Here's the exact answer that I was looking for.

 GCC's __attribute__((ifunc("resolver")))

It requires fairly recent binutils.
There's a good article that describes this extension: Gnu support for CPU dispatching - sort of...

Pavel P
  • 15,789
  • 11
  • 79
  • 128
0

Lazy loading ELF symbols from shared libraries is described in section 1.5.5 of Ulrich Drepper's DSO How To (updated 2011-12-10).
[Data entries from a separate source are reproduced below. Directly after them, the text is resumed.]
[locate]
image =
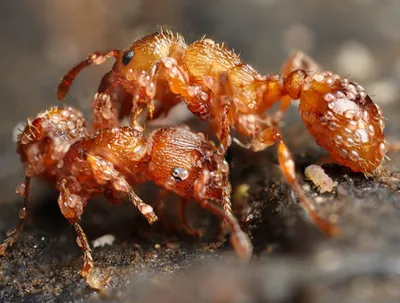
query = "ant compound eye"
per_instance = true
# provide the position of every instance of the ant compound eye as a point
(180, 174)
(127, 57)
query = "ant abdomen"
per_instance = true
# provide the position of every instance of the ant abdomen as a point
(344, 120)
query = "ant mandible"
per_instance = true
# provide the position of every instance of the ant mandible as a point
(216, 85)
(56, 146)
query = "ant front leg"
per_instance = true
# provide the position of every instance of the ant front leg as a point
(23, 213)
(104, 171)
(297, 61)
(239, 240)
(96, 58)
(223, 108)
(71, 205)
(287, 166)
(105, 115)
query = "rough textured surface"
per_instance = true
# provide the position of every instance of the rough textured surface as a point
(293, 262)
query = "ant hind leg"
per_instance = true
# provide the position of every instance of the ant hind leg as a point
(287, 166)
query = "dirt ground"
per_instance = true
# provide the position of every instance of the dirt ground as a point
(292, 261)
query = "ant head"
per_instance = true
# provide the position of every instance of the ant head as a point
(47, 138)
(184, 162)
(145, 52)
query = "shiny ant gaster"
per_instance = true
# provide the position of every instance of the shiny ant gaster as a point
(56, 146)
(216, 85)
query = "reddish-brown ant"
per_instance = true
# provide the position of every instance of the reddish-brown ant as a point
(56, 146)
(216, 85)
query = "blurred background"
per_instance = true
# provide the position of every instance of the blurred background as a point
(42, 39)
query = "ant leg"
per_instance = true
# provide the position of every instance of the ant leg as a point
(182, 208)
(71, 205)
(222, 110)
(23, 213)
(83, 243)
(297, 61)
(160, 207)
(105, 115)
(287, 166)
(239, 240)
(104, 171)
(93, 58)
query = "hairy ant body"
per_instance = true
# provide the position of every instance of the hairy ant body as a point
(56, 146)
(216, 85)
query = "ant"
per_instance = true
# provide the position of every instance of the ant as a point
(216, 85)
(56, 146)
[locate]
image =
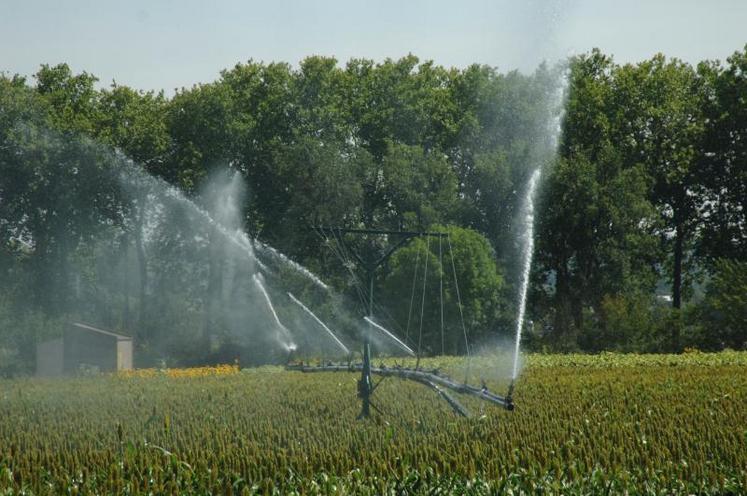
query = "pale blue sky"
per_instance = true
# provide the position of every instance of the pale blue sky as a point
(165, 44)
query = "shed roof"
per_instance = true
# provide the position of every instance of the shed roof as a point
(120, 337)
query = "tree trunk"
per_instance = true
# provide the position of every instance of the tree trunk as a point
(677, 285)
(677, 270)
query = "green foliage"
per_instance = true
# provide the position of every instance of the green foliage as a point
(723, 313)
(479, 287)
(648, 188)
(583, 424)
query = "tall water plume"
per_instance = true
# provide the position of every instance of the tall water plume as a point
(544, 154)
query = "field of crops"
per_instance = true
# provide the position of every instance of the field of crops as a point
(656, 424)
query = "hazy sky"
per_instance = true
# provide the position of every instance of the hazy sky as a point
(165, 44)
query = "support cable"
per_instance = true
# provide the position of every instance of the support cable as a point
(461, 312)
(441, 293)
(422, 304)
(412, 293)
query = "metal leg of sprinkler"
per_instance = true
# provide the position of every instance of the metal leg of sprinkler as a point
(364, 385)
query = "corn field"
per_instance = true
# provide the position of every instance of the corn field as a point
(603, 424)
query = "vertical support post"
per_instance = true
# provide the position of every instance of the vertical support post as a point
(365, 385)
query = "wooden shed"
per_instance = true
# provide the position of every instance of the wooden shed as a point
(83, 347)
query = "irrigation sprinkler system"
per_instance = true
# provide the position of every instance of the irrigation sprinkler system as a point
(433, 379)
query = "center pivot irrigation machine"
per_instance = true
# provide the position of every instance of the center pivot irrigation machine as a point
(431, 378)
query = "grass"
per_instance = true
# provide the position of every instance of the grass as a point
(645, 424)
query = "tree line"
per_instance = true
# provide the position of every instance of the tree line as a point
(640, 241)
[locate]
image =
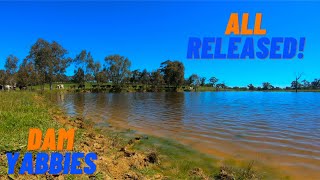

For ARM it is described in section 3.1.3 of ELF for ARM.

EDIT: With the STT_GNU_IFUNC extension mentioned by R. I forgot that was an extension. GNU Binutils supports that for ARM, apparently since March 2011, according to changelog.

If you want to call functions without the indirection of the PLT, I suggest function pointers or per-arch shared libraries inside which function calls don't go through PLTs (beware: calling an exported function is through the PLT).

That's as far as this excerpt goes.